Former El Bulli creative director is conjuring up new restaurants
Albert Adria was the creative force behind his brother Ferran's fame. Now the former El Bulli chef is winning praise by conjuring up new restaurants of his own, writes Andrew Sun

Ferran Adria is famous as the chef of storied Spanish restaurant El Bulli, but plenty of self-professed foodies know very little about his younger brother Albert, who worked alongside Ferran as creative director of the El Bulli laboratory.
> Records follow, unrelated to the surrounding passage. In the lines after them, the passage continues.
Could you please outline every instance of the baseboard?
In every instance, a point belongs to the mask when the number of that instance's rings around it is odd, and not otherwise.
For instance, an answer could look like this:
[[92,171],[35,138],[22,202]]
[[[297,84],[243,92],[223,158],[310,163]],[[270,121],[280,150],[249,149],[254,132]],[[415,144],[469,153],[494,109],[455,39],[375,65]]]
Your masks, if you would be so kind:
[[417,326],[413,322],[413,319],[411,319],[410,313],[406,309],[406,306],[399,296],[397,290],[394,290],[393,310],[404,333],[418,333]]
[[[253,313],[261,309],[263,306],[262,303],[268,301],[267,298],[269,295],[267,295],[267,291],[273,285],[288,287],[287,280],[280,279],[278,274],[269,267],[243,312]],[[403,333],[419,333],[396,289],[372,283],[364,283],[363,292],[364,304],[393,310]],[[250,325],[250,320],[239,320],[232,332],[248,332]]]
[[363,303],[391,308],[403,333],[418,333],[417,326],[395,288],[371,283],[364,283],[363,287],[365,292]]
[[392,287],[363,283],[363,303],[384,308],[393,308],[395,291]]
By all accounts, it was Albert who spearheaded the renowned restaurant's cutting-edge innovations, technical breakthroughs and clever plating. Ferran was the conceptual genius but Albert was the mad scientist and artist - though he prefers not be called that.
Restaurants are not traditional or molecular -- they are simply good or bad
"The words art and science are dangerous when you talk about the kitchen. We're artisans," Adria says, during a recent sojourn in Hong Kong as guest chef at Catalunya restaurant in Wan Chai.
"To talk about food as art is not for me. This is my work and the most technological machine I use is my hand."
Perhaps American celebrity chef David Chang, of Momofuku, hit the nail on the head when he provocatively analogised: "If Ferran is God, then Albert is Jesus."
As a 15-year-old school dropout, Adria joined El Bulli in 1985, a year after his older brother, and soon developed the aptitude and precision needed to be the head pastry chef.